Place all three storage roots on the same filesystem to maximise CoW coverage. Select the mode at startup with NAVARIS_STORAGE_MODE (auto — default — probes each root; copy forces full copy; reflink is a hard precondition that fails startup on a non-CoW root).

Memory-CoW forking of running Firecracker sandboxes is exposed via POST /v1/sandboxes/{id}/fork — see docs/sandbox-fork.md.

For Incus, navaris does not implement CoW directly — Incus uses its own storage pools. The daemon checks the configured pool driver at startup and warns on dir/lvm. Set NAVARIS_INCUS_STRICT_POOL_COW=true to upgrade the warning to a startup error.
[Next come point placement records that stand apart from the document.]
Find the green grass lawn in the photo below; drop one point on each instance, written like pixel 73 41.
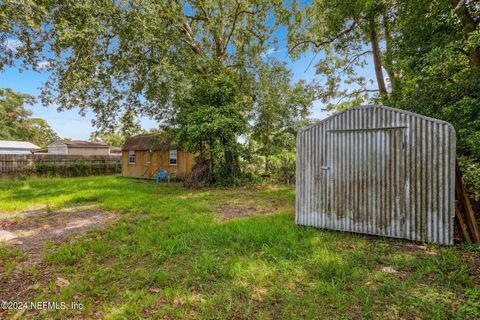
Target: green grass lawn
pixel 177 253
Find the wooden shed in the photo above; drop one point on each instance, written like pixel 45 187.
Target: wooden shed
pixel 144 155
pixel 378 170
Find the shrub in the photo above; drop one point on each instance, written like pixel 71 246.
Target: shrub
pixel 470 170
pixel 283 167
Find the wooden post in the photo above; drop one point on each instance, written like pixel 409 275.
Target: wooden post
pixel 462 227
pixel 467 207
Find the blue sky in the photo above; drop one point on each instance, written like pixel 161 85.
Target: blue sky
pixel 69 124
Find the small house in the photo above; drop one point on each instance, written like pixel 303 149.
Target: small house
pixel 17 147
pixel 79 147
pixel 144 155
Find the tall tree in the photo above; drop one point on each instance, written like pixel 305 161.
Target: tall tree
pixel 280 108
pixel 144 54
pixel 439 77
pixel 210 121
pixel 345 33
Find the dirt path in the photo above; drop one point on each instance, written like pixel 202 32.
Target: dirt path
pixel 31 229
pixel 29 232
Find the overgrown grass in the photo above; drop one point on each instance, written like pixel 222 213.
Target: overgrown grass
pixel 169 256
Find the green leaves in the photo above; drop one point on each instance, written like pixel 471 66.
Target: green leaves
pixel 16 122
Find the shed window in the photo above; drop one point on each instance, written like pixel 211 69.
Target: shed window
pixel 131 157
pixel 172 157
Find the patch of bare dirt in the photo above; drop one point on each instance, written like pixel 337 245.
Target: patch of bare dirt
pixel 28 232
pixel 31 229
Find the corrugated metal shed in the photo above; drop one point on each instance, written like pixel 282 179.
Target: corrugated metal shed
pixel 378 170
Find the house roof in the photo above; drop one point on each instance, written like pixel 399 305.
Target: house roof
pixel 82 144
pixel 148 142
pixel 8 144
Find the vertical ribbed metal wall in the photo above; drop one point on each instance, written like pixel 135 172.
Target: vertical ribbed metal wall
pixel 378 170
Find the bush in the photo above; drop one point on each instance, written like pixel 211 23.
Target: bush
pixel 283 167
pixel 470 170
pixel 78 169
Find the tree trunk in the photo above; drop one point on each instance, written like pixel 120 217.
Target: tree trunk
pixel 388 64
pixel 377 59
pixel 469 25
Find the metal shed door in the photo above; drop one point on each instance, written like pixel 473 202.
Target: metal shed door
pixel 367 180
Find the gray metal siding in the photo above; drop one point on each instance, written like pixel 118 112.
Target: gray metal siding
pixel 378 170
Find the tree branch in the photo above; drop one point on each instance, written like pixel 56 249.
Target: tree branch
pixel 328 40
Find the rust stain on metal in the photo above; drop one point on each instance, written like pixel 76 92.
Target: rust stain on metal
pixel 378 170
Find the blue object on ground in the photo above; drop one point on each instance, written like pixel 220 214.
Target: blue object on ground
pixel 162 175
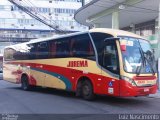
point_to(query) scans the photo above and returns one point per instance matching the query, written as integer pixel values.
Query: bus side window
(110, 57)
(33, 51)
(62, 48)
(52, 49)
(82, 46)
(43, 50)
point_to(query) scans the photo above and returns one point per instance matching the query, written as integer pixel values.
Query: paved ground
(42, 101)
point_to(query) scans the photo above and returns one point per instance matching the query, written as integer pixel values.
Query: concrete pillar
(96, 25)
(158, 50)
(158, 36)
(115, 20)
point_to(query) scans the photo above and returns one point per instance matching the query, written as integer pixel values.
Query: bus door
(110, 66)
(39, 53)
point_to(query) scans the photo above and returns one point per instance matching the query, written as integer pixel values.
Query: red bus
(99, 61)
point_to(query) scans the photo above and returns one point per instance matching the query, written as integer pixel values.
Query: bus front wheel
(25, 83)
(87, 90)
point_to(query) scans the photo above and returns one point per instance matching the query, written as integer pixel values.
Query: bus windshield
(137, 55)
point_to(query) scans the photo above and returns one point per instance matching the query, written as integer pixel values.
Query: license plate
(146, 90)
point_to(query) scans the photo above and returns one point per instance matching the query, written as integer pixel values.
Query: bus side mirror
(123, 47)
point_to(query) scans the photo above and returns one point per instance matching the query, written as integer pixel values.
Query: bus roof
(113, 32)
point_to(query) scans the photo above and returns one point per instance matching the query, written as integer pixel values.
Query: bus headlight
(132, 82)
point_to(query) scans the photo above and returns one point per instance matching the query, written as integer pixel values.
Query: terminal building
(138, 16)
(17, 26)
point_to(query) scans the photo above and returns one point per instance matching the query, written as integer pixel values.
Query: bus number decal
(83, 63)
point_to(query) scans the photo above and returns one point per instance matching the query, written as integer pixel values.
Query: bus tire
(25, 83)
(87, 90)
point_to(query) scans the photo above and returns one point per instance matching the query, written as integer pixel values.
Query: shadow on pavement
(132, 101)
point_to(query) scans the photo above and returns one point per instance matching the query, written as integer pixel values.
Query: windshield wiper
(143, 62)
(144, 59)
(149, 63)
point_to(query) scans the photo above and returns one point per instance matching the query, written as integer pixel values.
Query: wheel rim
(86, 90)
(24, 84)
After extracting the release archive, run:

sudo ./scripts/install-native.sh

That installer:

• places the binaries under /usr/local/bin
• places support files under /usr/local/lib/navaris
• installs the systemd unit
• creates /etc/navaris/navarisd.env if it does not already exist
• creates /var/lib/navaris and the Firecracker directory skeleton

Useful installer options:

sudo ./scripts/install-native.sh --enable --start
sudo ./scripts/install-native.sh --prefix /opt/navaris --skip-systemd

The repo includes a systemd wrapper script so native installs can configure navarisd through /etc/navaris/navarisd.env without requiring the daemon itself to read env vars directly.

If you prefer to install the files manually instead of using the installer:

sudo install -d /etc/navaris /usr/local/lib/navaris
sudo install -m 0644 packaging/systemd/navarisd.service /etc/systemd/system/navarisd.service
sudo install -m 0755 packaging/systemd/navarisd-launch.sh /usr/local/lib/navaris/navarisd-launch.sh
sudo install -m 0644 packaging/systemd/navarisd.env.example /etc/navaris/navarisd.env
sudo systemctl daemon-reload
sudo systemctl enable --now navarisd

The repo ships a tag-driven workflow at .github/workflows/release.yml.

On version tags such as v0.1.0, GitHub Actions will:

1. Build release tarballs and .deb packages for linux-amd64 and linux-arm64.
2. Include Navaris binaries and packaging files.
3. Generate SHA256SUMS.
4. Publish or update the matching GitHub Release.

The archive assembly is handled by scripts/package-release.sh.

Firecracker guest kernels and rootfs images remain outside those main release assets.